Today, the ride-hailing companies appear to have a little more power. Drivers are coming back to the platform not because of incentives. A looming recession combined with inflation that has made buying groceries as expensive as going out to dinner has motivated drivers to get back on the app.
That gives Lyft some wiggle room on how it pays its drivers in the short term. The question is, is it worth the risk of losing drivers to Uber over the long term?
“Decreasing incentives could benefit Uber if drivers look to them for higher pay along with the increased earning opportunities Uber offers with delivery,” Nicholas Cauley, analyst at Third Bridge, a global investment research firm, told TechCrunch. “Our experts have noted the duopoly between Uber and Lyft keeps both players in check, ultimately a benefit to riders, drivers and the rideshare industry. If one raises pricing, the other benefits.

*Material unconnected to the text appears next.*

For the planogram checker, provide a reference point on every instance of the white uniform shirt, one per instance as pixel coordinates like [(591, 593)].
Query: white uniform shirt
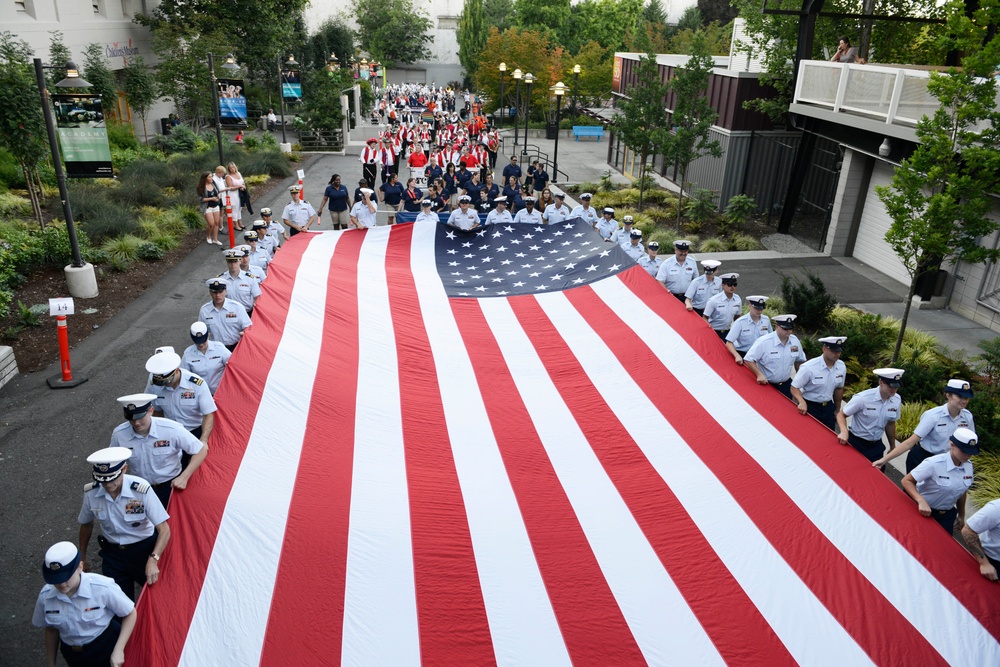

If one lowers driver incentives, the other benefits. One player cannot make dramatic changes away from the market equilibrium without the benefit of the other.”
It’s that tit-for-tat that caused Lyft shares to drop after reporting fourth-quarter 2022 earnings. Lyft lowered expectations for revenue in the first quarter, in part because the company expects poor weather to affect demand. However, Lyft also had to slightly reduce pricing in order “to remain competitive with the industry” — “the industry” being Uber, Lyft’s oft-described “big brother.” For its part, Uber posted strong earnings and investors reacted favorably.